The study is yet another argument for passage of stronger national equal pay legislation, says NPWF President Debra Ness. But a Senate GOP filibuster killed equal pay bills there the last time they came up, last year, and the GOP-run House refuses to even consider the issue.

The 77 cents per dollar ratio is bad, NPWF says, but data for African-American and Latina women are, as usual, even worse. The African-American women’s median pay translated to 64 cents for every dollar their white male equivalent colleagues earned. For Latinas, it was 55 cents per dollar. Those two gaps have been closing “at a rate of less than half a cent a year since the Equal Pay Act” of 1963, NPWF said.

NPWF said national median yearly pay for women employed full-time – the point where half the nation’s women are above it and half below – is $37,118. That’s $11,084 less than the median for men ($48,202). But the gap in L.A. is only $3,784, and the woman worker there earns 92 cents for every dollar the man earns.

In D.C., not counting its suburbs, that pay gap is a dime, and it’s 13 cents in Vermont and Las Vegas. The median pay for women in D.C. is $60,332, easily the highest in the U.S. The next-highest median for women is in Maryland, at $48,708, 86% of Maryland’s median for men. Mississippi ($29,548) had the lowest median for women. “If the gap were eliminated, women in Seattle could buy an additional 2.3 years’ worth of food. Chicago’s working women could afford at least 2,700 more gallons of gasoline. And women employed full time in New York City could afford seven more months of rent,” NPWF said after analyzing Census Bureau wage data for every state and the 50 largest metro areas.

“It is terribly disappointing that not a single state or metropolitan area has eliminated the wage gap that punishes women and their families. This illustrates how pervasive the gender-based wage gap is, and what it costs families,” Ness said.

“With most women serving as essential breadwinners for their families, the loss of this critical income has devastating consequences. Lawmakers should make ending gender discrimination in pay and promotions a much higher priority.”

In some states – including Vermont and Texas – the median wage gap is smaller than the national chasm because both men and women are below the national median pay figures. That’s how Vermont finishes with the second-smallest gap among the states. Its female ($38,177) and male ($44,057) workers earn below the national median. Texas has the 10th-smallest gap, as both groups are several thousand dollars per worker per year below Vermont.

Then there’s Wyoming, whose male oil-patch workers push men’s median income there up to $51,630 each. Wyoming’s woman workers have a yearly median of $34,681, or 67 cents for every dollar the man earns.
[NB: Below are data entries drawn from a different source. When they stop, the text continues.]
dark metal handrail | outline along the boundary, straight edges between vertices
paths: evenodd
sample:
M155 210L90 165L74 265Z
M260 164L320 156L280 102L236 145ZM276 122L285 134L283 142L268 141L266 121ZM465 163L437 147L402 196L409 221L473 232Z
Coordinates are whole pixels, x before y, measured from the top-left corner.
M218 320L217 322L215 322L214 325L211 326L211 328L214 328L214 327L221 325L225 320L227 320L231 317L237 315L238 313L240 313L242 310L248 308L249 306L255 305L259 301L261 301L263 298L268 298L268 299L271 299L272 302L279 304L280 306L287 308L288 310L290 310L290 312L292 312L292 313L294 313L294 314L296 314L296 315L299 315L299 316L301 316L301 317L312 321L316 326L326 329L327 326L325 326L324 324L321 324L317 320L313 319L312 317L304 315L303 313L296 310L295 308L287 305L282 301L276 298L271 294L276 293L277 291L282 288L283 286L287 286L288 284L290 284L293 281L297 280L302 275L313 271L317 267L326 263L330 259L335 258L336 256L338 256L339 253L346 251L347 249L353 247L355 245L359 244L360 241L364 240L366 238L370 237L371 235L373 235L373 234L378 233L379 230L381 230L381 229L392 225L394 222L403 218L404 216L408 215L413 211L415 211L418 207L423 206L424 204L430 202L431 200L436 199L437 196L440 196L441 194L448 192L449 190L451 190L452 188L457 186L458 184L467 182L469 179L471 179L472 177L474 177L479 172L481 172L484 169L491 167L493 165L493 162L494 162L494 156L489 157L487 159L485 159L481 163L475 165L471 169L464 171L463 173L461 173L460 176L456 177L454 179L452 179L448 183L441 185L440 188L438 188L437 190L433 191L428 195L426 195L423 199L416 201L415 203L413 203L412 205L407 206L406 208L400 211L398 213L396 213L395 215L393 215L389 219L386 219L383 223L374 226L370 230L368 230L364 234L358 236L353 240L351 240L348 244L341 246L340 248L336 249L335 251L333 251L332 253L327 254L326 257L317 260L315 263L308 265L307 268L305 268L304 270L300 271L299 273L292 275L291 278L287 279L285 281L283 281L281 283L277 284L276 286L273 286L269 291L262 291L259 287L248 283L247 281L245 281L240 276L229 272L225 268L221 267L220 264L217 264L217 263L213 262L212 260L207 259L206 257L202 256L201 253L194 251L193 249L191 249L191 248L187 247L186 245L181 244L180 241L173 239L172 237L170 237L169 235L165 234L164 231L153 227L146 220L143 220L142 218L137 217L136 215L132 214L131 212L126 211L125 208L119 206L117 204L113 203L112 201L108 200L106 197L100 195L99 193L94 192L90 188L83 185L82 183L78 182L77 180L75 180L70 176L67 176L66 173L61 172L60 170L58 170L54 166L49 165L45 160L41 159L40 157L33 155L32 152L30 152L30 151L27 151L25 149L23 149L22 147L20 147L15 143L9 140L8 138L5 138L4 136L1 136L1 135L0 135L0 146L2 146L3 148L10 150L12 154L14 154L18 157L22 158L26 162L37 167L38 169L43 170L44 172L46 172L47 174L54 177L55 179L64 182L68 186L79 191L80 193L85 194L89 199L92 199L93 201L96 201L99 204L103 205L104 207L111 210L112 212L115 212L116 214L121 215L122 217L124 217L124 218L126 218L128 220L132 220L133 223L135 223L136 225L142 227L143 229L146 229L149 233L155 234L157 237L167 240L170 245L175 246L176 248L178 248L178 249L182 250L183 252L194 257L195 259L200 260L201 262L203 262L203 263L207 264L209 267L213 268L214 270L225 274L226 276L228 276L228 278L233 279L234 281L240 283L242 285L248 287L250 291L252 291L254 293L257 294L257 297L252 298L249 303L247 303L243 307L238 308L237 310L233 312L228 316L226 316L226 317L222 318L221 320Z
No other state, Utah included, is within $2,800 of Wyoming’s $17,000 yearly gap between men and women. And in no other state does a woman earn less than 70 cents for every dollar the man earns.

The study used Census Bureau data on incomes for male and female workers. The Census Bureau broke down its figures by states, while NPWF extended its study to metro areas, Latino women and African-American women.

But a separate survey, by the Bureau of Labor Statistics earlier this year, shows the union contract is a real equalizer in pay between men and women. BLS reported the median weekly – not yearly — earnings figure for all workers nationwide was $768 last year. For unionists, the median was $933, and for non-union workers, it was $742.

The median income for union men last year was $997, compared to an $877 median figure for union women. That’s 88% of the median union man’s weekly pay, and far above the medians for non-union men ($821) and non-union women ($663).

“Fifty years ago this year, the Equal Pay Act became law. Yet a punishing wage gap persists for women in every corner of the country,” Ness added. “We must do more to close the wage gap, which is present in every industry, and affects workers with every level of education.”